O Filho do Outro
As informações e opiniões formadas neste blog são de responsabilidade única do autor.

O Filho do Outro

Luiz Zanin Oricchio

06 de janeiro de 2013 | 11h02

 

O Filho do Outro, de Lorraine Levy, trata de maneira esperta a questão árabe-israelense. Evitando perder-se em abstrações ou generalizações, toma como ponto de partida um caso particular, a troca de dois bebês numa maternidade. Confusão terrível, até certo ponto justificável, pois o hospital se encontrava sob bombardeio quando as mães deram à luz. No caos estabelecido durante o ataque aéreo, perdeu-se o controle e o pior acontece. Uma das crianças é judia, a outra palestina, e cada qual vai parar com a família da outra.

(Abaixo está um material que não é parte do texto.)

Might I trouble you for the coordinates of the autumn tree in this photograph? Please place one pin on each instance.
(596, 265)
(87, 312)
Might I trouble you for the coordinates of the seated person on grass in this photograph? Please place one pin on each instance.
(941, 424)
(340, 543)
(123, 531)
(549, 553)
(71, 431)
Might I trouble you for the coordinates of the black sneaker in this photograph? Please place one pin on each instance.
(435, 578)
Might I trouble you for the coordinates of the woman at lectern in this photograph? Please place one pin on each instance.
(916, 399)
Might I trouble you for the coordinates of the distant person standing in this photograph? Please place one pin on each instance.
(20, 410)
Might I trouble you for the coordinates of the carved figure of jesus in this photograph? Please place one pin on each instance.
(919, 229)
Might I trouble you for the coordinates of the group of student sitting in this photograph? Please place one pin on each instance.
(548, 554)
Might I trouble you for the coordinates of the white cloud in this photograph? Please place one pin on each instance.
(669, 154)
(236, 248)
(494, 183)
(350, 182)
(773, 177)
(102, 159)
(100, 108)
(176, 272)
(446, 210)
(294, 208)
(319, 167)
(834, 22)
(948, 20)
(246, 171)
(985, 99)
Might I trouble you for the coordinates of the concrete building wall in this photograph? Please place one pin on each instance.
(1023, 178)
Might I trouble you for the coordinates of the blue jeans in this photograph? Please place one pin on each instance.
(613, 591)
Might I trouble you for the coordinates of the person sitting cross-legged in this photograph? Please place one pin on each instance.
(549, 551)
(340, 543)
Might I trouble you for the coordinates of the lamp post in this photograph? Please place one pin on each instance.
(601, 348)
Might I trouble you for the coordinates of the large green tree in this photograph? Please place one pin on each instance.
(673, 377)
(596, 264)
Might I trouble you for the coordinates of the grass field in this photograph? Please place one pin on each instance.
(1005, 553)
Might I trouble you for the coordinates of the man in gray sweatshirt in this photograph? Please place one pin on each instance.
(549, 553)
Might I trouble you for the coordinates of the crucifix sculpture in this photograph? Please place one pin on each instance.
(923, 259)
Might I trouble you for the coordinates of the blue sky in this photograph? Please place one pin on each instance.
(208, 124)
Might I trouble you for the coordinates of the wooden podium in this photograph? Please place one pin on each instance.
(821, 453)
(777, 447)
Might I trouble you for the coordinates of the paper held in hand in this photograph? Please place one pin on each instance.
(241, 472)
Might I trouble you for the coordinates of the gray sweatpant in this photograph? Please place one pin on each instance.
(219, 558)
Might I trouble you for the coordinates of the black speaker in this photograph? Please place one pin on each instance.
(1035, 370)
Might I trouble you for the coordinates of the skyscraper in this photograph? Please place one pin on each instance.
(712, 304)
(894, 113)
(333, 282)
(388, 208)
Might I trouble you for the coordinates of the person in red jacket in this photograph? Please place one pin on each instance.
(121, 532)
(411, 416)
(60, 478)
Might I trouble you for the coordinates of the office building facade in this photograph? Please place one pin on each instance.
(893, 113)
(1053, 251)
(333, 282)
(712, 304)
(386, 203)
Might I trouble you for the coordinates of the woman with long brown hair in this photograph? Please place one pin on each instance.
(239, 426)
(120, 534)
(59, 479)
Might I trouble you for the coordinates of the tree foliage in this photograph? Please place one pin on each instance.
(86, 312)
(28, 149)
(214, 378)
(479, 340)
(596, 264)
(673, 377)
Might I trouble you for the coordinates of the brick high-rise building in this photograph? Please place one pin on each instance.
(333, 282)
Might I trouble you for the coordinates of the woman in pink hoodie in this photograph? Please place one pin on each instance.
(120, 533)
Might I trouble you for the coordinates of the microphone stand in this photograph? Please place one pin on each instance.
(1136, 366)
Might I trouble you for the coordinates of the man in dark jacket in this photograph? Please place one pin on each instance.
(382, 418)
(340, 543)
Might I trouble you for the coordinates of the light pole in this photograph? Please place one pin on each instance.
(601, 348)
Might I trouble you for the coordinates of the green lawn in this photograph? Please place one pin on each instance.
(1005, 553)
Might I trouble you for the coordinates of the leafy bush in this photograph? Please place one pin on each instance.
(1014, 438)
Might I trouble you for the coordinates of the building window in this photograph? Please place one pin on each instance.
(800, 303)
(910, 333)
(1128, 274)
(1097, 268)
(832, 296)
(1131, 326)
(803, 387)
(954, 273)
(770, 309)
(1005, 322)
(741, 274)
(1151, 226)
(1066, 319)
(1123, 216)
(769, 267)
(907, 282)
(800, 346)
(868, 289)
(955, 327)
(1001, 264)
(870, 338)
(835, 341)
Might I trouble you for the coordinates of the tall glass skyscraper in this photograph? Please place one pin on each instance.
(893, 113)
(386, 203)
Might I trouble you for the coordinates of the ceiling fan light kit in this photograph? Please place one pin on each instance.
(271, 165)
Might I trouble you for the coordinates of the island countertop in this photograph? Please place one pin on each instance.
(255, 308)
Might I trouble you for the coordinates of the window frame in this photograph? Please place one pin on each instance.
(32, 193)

A descoberta da troca acontece anos depois, quando um dos filhos, Joseph, já jovem, faz exames para o serviço militar em Israel. O grupo sanguíneo a que pertence não é compatível com o dos pais, o que leva à suspeita de troca. O outro filho, Yacine, estuda medicina em Paris e veio visitar a família, na Cisjordânia.

Com essa história, um tanto astuciosa e propensa ao folhetinesco, Lorraine examina questões muito complexas como a identidade e a rivalidade que divide a região. Evita, quanto pode, o didatismo talvez implícito numa situação tão pouco usual, e que parece feita a propósito para a defesa de tese humanistas, do tipo “somos todos irmãos”, ou “a guerra é absurda entre quaisquer povos, ainda mais entre aqueles de raízes comuns”. Resvala, às vezes, nesse vício do cinema de bons propósitos que é o mecanicismo. Mas, por sorte, tem outros recursos para extrair emoção e verdade das situações construídas.

O filme tem também um sutil toque feminino, ao mostrar que, na estranha situação criada para as duas famílias, são as mulheres as que primeiro se entendem. Através do quê? Do afeto, ponte que usam para atravessar o mar de preconceitos. Antes de serem uma judia e outra palestina, são mães. Em seguida, são os jovens os que mais rapidamente se adaptam, ainda mais quando conseguem usar um pouco de humor para aliviar a tensão, o constrangimento e a dor. Só no fim os homens adultos, depois de boas demonstrações de intolerância mútua, serão capazes de lidar com a armadilha irônica que a vida lhes plantou.

O Filho do Outro tem méritos cinematográficos. Bem filmado, trabalha com uma fotografia discreta e pouco óbvia. O ponto alto, no entanto, é o elenco, com destaque, de longe, para Emmanuelle Devos (Reis e Rainha), que empresta credibilidade ao papel de uma das mães envolvidas no imbróglio. Aliás, se ela é o ponto alto, deve-se dizer que o restante do elenco é bastante homogêneo e não destoa.

O problema de Lorraine é querer resolver com muita facilidade uma questão cheia de arestas e contradições. A política é banida das preocupações da história, toda ela voltada para os aspectos humanos do affair. E, apesar de inspirada no pensamento de um escritor complexo como Amos Oz (citado várias vezes no filme), O Filho do Outro, muito bonito, deixa um arrière-goût um tanto decepcionante. Torcemos para que as coisas sejam como ele mostra, mas não ficamos muito convencidos disso, apesar da emoção que a história evoca, aqui e ali. Falta aquele plus, aquela faísca simbólica e metafórica que altera a nossa posição sobre determinada questão. Terminamos de vê-lo mais ou menos da mesma maneira como começamos.